Coronavirus, l’annuncio del Governo: “Vaccino distribuito entro fine anno”

Vaccino Coronavirus
Vaccino Coronavirus

Entro la fine del 2020 dovrebbero arrivare le prime dosi di vaccino di Coronavirus. Questo è quanto affermato dal ministro della Salute Roberto Speranza in un’intervista rilasciata al Foglio. Poi specifica: «Non partirei dall’obbligatorietà, quella che stiamo vivendo è la stagione della persuasione e credo che si debba andare avanti in questa direzione».

Speranza si dice anche favorevole a uno scudo penale per i medici in queste settimane sottoposti a valanghe di denunce: «Penso che una protezione sia legittima. E penso che sia giusto prevedere anche a livello legislativo un qualche strumento che possa tutelare i medici riconoscendo loro la specialità e la straordinarietà di quel momento storico». Per quanto riguarda il meccanismo europeo di stabilità, il ministro Speranza si definisce «un grande sostenitore dell’accesso dell’Italia alla linea di credito per le spese sanitarie, prevista dal Mes».

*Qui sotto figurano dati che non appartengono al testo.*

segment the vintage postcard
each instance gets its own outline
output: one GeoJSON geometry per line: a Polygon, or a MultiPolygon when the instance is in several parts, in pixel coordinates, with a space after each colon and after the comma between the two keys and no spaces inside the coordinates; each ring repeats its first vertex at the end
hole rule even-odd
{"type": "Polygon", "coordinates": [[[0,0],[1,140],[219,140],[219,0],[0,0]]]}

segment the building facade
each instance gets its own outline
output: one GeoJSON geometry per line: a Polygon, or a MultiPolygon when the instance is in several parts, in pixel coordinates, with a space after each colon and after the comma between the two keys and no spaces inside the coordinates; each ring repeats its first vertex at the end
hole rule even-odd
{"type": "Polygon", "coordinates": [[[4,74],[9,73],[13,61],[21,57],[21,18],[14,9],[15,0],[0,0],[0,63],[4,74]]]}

Vaccino per il Coronavirus anche in Italia, il ministro Speranza firma l’accordo (ARTICOLO 13/06/2020)

Vaccino Coronavirus in Italia, Speranza firma l’accordo. Insieme ai Ministri della Salute di Germania, Francia e Olanda, dopo aver lanciato nei giorni scorsi l’alleanza per il vaccino, il ministro della Salute Roberto Speranza ho sottoscritto un contratto con Astrazeneca per l’approvvigionamento fino a 400 milioni di dosi di vaccino “da destinare a tutta la popolazione europea“. Il candidato vaccino nasce dagli studi dell’Università di Oxford e coinvolgerà nella fase di sviluppo e produzione anche importanti realtà italiane. La prima trance di dosi arriverà entro la fine dell’anno. “L’impegno prevede che il percorso di sperimentazione, già in stato avanzato, si concluda in autunno con la distribuzione della prima tranche di dosi ha spiegato il ministro Speranza in un post su Fb.

Con la firma di oggi arriva un primo promettente passo avanti per l’Italia e per l’Europa. Il vaccino è l’unica soluzione definitiva al Covid 19. Lo considero un bene pubblico globale, diritto di tutti, non privilegio di pochi“. Ha concluso così il ministro che ha informato il Consiglio dei ministri e gli ospiti presenti agli Stati Generali, ricevendo alla fine un applauso.